Dieselgate: 45% denunciam que o carro ficou pior após reparação da Volkswagen
Mais consumo, menos potência e aumento do ruído do motor são as alterações apontadas no inquérito a 10 584 consumidores. Os portugueses que tiveram de voltar à oficina pagaram € 957 para reparar os problemas causados pela atualização de software.

Depois de rebentar o escândalo Volkswagen, o gigante alemão comprometeu-se a corrigir o problema gratuitamente e iniciou um processo de reparação, obrigatório em Portugal, dos carros afetados.

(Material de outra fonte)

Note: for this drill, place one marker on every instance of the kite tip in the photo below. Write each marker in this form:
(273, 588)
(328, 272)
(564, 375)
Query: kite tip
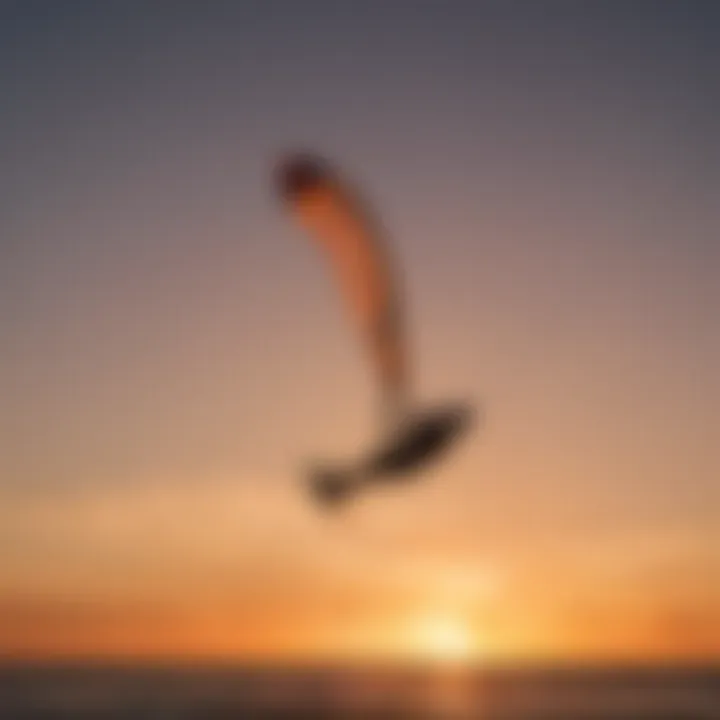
(298, 172)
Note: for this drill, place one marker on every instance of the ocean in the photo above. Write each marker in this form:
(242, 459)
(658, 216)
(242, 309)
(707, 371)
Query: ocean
(34, 692)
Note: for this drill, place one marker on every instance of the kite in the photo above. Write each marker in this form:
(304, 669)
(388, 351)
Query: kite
(332, 212)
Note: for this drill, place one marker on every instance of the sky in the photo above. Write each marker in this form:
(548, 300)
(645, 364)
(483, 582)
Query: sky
(173, 351)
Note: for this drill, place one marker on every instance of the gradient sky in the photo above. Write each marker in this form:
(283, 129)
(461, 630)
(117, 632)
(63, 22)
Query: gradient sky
(173, 350)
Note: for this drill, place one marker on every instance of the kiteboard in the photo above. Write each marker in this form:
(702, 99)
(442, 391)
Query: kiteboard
(417, 444)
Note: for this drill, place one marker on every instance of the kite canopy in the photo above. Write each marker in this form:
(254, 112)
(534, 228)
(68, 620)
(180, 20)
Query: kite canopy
(333, 214)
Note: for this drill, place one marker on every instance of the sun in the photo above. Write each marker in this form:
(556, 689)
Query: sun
(443, 639)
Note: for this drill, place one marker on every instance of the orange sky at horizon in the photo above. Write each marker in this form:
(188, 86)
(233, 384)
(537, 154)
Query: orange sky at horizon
(134, 577)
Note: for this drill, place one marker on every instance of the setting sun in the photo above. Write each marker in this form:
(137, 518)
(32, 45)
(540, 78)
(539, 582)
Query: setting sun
(444, 639)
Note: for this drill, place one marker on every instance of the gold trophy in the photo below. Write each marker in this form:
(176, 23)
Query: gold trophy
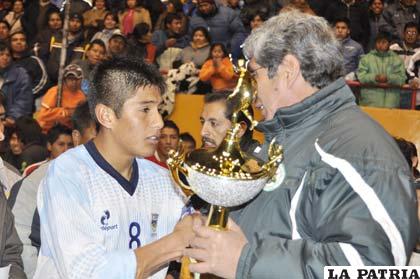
(226, 176)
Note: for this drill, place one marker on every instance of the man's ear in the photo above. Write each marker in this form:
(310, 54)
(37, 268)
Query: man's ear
(290, 67)
(105, 115)
(242, 129)
(77, 137)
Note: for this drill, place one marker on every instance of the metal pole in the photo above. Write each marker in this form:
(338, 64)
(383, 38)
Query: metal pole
(63, 53)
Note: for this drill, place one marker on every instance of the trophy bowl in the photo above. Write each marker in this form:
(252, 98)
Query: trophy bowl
(224, 191)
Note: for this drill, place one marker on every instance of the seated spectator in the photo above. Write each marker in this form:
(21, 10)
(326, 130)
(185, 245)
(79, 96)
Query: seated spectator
(169, 42)
(93, 19)
(75, 48)
(169, 139)
(133, 15)
(110, 28)
(27, 137)
(300, 5)
(14, 16)
(10, 244)
(140, 43)
(29, 132)
(33, 19)
(5, 7)
(16, 86)
(357, 13)
(407, 48)
(22, 200)
(79, 6)
(95, 53)
(376, 20)
(199, 49)
(351, 50)
(117, 46)
(218, 69)
(223, 24)
(397, 15)
(72, 94)
(8, 173)
(14, 152)
(254, 20)
(381, 67)
(173, 6)
(4, 31)
(84, 127)
(34, 66)
(54, 27)
(188, 142)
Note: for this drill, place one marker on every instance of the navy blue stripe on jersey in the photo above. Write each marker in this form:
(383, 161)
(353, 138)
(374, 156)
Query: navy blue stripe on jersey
(129, 186)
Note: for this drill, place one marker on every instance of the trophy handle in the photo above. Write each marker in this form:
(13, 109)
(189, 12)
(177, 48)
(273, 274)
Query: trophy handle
(184, 187)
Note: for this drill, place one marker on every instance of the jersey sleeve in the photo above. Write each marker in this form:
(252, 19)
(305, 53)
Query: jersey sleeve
(69, 235)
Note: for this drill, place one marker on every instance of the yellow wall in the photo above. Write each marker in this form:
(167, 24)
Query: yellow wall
(400, 123)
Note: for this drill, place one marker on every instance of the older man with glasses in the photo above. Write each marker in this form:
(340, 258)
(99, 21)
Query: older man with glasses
(335, 202)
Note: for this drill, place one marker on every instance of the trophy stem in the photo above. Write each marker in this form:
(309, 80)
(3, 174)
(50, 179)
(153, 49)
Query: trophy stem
(218, 217)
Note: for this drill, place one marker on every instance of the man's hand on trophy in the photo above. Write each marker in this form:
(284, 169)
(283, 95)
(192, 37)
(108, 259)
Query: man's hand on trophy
(217, 252)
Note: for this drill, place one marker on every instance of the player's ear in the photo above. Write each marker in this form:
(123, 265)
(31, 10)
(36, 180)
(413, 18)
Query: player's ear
(105, 115)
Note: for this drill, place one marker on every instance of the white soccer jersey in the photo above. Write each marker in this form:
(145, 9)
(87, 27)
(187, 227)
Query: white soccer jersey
(92, 218)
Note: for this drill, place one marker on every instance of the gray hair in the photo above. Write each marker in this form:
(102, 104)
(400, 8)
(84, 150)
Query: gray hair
(309, 38)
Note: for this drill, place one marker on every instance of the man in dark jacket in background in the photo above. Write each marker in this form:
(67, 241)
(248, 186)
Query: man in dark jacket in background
(333, 201)
(33, 65)
(16, 86)
(357, 12)
(10, 244)
(397, 15)
(224, 25)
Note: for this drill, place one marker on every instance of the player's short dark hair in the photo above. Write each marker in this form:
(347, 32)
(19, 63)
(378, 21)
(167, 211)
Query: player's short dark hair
(116, 80)
(55, 132)
(171, 124)
(187, 137)
(81, 118)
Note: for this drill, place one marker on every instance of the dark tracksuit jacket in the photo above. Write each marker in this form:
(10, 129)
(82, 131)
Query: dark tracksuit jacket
(347, 196)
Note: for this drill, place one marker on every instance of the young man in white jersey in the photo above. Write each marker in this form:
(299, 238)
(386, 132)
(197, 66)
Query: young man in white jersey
(104, 212)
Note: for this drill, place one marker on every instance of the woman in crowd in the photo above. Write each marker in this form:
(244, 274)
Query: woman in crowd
(173, 6)
(199, 49)
(376, 7)
(218, 69)
(93, 19)
(132, 16)
(14, 17)
(139, 44)
(43, 39)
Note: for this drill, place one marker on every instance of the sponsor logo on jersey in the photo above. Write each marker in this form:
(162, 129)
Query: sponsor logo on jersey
(105, 220)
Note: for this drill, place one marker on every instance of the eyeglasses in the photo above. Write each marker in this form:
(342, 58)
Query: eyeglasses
(253, 73)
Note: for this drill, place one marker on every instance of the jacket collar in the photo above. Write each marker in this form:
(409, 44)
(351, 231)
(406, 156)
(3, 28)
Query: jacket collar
(335, 96)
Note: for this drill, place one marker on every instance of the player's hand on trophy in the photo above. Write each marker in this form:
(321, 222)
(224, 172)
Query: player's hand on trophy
(217, 252)
(186, 226)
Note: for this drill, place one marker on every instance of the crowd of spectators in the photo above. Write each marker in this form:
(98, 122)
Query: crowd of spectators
(380, 46)
(174, 32)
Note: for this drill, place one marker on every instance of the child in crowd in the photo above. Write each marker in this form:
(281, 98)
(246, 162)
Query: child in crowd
(218, 69)
(110, 28)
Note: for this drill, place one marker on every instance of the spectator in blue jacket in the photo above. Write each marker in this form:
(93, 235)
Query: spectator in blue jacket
(16, 86)
(224, 25)
(350, 49)
(169, 42)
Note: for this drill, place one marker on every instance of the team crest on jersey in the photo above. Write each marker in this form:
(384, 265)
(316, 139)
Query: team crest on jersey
(105, 222)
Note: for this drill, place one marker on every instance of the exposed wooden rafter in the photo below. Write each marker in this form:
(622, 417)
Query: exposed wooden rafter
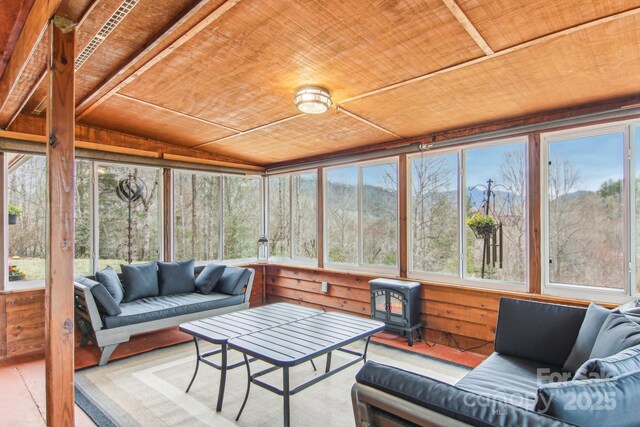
(179, 113)
(368, 122)
(468, 26)
(115, 82)
(34, 29)
(266, 125)
(539, 40)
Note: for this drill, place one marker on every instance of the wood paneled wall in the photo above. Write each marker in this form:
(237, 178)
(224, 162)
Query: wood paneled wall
(452, 314)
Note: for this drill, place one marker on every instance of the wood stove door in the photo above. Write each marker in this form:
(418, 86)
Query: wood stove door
(379, 305)
(397, 308)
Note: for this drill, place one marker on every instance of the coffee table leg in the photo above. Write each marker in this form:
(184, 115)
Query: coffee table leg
(286, 394)
(246, 396)
(223, 378)
(195, 341)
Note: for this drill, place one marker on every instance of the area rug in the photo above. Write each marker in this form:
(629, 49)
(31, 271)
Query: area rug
(149, 390)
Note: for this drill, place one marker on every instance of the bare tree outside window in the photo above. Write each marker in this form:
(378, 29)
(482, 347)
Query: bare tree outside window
(434, 214)
(586, 211)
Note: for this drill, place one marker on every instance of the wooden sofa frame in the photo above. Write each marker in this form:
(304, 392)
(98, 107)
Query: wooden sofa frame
(90, 322)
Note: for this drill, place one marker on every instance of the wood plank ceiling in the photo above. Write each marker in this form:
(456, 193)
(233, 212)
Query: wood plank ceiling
(219, 76)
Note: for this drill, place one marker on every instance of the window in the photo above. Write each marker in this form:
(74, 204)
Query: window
(362, 214)
(280, 216)
(197, 216)
(434, 234)
(129, 227)
(242, 201)
(292, 216)
(494, 184)
(586, 204)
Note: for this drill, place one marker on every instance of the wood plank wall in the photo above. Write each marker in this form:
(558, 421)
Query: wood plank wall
(466, 315)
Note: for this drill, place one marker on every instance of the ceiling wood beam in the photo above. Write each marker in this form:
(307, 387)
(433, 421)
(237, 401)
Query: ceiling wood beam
(115, 82)
(31, 128)
(468, 26)
(365, 121)
(257, 128)
(534, 42)
(31, 35)
(179, 113)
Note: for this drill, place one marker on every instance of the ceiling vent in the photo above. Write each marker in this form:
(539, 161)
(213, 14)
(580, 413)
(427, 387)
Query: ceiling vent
(106, 29)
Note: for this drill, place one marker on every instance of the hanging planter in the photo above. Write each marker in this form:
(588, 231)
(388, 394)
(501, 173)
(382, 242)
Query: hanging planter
(483, 226)
(14, 213)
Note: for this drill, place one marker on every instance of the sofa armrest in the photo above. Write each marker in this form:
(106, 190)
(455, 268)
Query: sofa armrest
(249, 286)
(85, 305)
(537, 331)
(440, 403)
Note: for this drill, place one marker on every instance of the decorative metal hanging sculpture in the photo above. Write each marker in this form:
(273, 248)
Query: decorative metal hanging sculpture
(131, 190)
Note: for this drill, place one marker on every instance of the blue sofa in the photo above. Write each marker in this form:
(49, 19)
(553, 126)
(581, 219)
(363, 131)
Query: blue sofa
(524, 383)
(152, 313)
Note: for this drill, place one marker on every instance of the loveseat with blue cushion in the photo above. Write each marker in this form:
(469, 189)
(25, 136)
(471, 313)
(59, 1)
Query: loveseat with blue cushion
(553, 365)
(111, 307)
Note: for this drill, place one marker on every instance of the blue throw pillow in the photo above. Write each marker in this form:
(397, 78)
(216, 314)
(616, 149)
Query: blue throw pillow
(176, 277)
(593, 320)
(233, 280)
(105, 302)
(209, 277)
(619, 364)
(140, 281)
(617, 333)
(610, 402)
(109, 279)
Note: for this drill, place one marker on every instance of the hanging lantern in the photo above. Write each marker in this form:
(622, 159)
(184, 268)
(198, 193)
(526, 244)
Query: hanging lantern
(263, 249)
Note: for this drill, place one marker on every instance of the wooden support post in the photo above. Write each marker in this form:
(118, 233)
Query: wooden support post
(402, 202)
(4, 221)
(59, 335)
(320, 216)
(167, 208)
(534, 207)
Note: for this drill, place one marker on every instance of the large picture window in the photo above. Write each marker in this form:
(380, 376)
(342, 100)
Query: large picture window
(586, 203)
(292, 216)
(445, 243)
(197, 214)
(362, 214)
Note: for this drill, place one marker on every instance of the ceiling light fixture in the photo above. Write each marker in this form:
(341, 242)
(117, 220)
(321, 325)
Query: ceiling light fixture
(312, 100)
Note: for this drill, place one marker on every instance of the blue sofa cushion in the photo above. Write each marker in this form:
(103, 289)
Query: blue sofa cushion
(208, 278)
(617, 333)
(233, 280)
(176, 277)
(109, 279)
(140, 280)
(537, 331)
(161, 307)
(593, 321)
(105, 302)
(626, 361)
(449, 400)
(605, 402)
(509, 379)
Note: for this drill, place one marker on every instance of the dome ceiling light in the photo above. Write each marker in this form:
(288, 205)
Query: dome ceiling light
(312, 100)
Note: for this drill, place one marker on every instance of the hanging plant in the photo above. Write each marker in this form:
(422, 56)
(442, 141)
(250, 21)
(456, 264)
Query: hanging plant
(483, 226)
(14, 213)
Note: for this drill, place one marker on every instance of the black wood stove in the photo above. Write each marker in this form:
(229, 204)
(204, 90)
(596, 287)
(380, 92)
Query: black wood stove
(397, 304)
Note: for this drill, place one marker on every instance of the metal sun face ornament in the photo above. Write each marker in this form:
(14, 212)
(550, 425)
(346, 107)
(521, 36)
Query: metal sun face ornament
(312, 100)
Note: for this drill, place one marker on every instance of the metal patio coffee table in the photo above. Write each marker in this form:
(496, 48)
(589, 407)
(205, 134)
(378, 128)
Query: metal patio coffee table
(290, 344)
(219, 329)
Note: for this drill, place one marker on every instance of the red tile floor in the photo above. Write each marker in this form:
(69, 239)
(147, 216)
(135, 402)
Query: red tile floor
(22, 379)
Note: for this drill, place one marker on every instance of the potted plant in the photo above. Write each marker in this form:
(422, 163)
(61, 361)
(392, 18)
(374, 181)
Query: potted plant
(14, 213)
(15, 273)
(483, 226)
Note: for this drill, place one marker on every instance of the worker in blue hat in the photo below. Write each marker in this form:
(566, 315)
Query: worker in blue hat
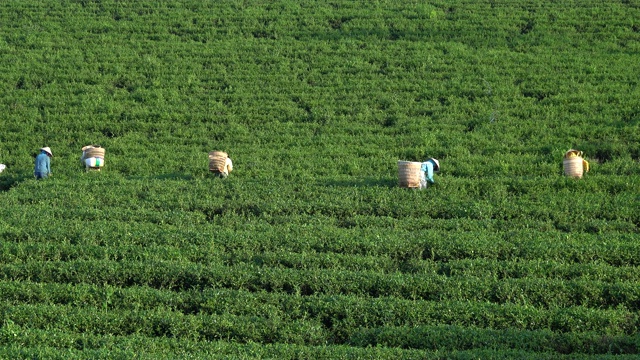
(43, 163)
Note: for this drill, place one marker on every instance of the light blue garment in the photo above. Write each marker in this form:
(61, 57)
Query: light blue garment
(427, 168)
(43, 165)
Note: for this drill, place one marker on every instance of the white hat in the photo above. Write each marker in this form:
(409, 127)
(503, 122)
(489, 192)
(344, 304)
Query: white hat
(47, 150)
(437, 163)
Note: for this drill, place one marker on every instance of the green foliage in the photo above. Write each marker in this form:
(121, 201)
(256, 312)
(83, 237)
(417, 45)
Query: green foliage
(310, 249)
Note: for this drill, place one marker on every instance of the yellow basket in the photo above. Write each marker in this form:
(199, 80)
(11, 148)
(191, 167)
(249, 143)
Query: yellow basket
(94, 152)
(409, 174)
(574, 165)
(217, 161)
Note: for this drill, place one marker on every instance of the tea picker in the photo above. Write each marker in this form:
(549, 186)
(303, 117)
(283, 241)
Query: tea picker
(416, 175)
(220, 164)
(43, 163)
(426, 172)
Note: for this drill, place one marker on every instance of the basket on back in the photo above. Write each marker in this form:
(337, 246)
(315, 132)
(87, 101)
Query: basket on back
(409, 174)
(94, 152)
(217, 161)
(574, 165)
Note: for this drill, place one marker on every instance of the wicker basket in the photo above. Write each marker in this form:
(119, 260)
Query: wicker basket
(573, 167)
(409, 174)
(573, 164)
(217, 161)
(94, 152)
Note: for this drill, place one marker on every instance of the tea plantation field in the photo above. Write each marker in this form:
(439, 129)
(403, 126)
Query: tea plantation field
(310, 249)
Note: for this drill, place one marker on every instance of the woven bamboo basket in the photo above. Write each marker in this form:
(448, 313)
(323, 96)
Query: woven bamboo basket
(217, 161)
(573, 167)
(573, 164)
(409, 174)
(94, 152)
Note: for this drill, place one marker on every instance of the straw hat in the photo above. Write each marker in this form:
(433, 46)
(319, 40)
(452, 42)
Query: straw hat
(437, 164)
(47, 150)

Para conhecermos a experiência com a atualização do software, enviámos, em novembro de 2017, um questionário a proprietários de carros do grupo Volkswagen afetados pelo problema das emissões. O mesmo foi feito pelas nossas associações congéneres de Espanha, Itália e Bélgica. Recebemos 10 584 respostas válidas, das quais 1859 de proprietários portugueses.
“É pior a emenda que o soneto.” O desabafo de Bocage ilustra na perfeição o que está a acontecer com a atualização do software do grupo Volkswagen na Europa. Quase dois anos depois, o problema continua. A intervenção deixa os carros com mais problemas. Já sabíamos da ineficácia da reparação da Volkswagen ao nível da redução dos níveis de óxido de azoto. Agora, 10 584 respostas ao inquérito confirmam este cenário negro: 45% dos consumidores que já submeteram o automóvel à intervenção registam uma alteração para pior no comportamento do veículo.


Entre as alterações notadas após a intervenção, as mais referidas são o maior consumo (55%), a perda de potência (52%) e o aumento do ruído do motor (37 por cento). Alguns consumidores também se queixam de problemas mecânicos ou erros no computador de bordo, entre outros. E não é preciso esperar muito para sentir os efeitos: a maioria dos problemas é detetada menos de um mês depois.
Volta à oficina
Dos proprietários inquiridos, 13% voltaram à oficina para reparar danos provocados pela atualização do software. Outros 10% ainda não o fizeram, apesar de terem sentido essa necessidade. As segundas intervenções incidem maioritariamente sobre a válvula do sistema de recirculação dos gases de escape (34%), os injetores (23%) e o filtro de partículas (22 por cento).O desespero é tal que 13% dos inquiridos portugueses confidenciaram terem reinstalado o software original para reporem o carro como era antes, algo que só pode ser feito recorrendo a canais não oficiais.
Consumidores pagam fatura que não é sua
Regressar à oficina para resolver o problema está a revelar-se custoso. Em média, os portugueses inquiridos que tiveram de voltar à oficina pagaram € 957 para reparar os problemas causados pela atualização.Quando detetam irregularidades, os consumidores procuram a marca para pedirem responsabilidades. Dos quatro países que participaram no inquérito, os portugueses são os que mais se queixam: 64% contactaram uma das marcas do grupo Volkswagen, o que pode ser explicado com o facto de, no nosso país, a atualização de software ser obrigatória. Ainda assim, apenas em 36% dos casos o concessionário pagou a totalidade das reparações. No inquérito, em 6% das ocasiões, o concessionário admitiu a culpa, mas recusou-se a pagar o respetivo conserto.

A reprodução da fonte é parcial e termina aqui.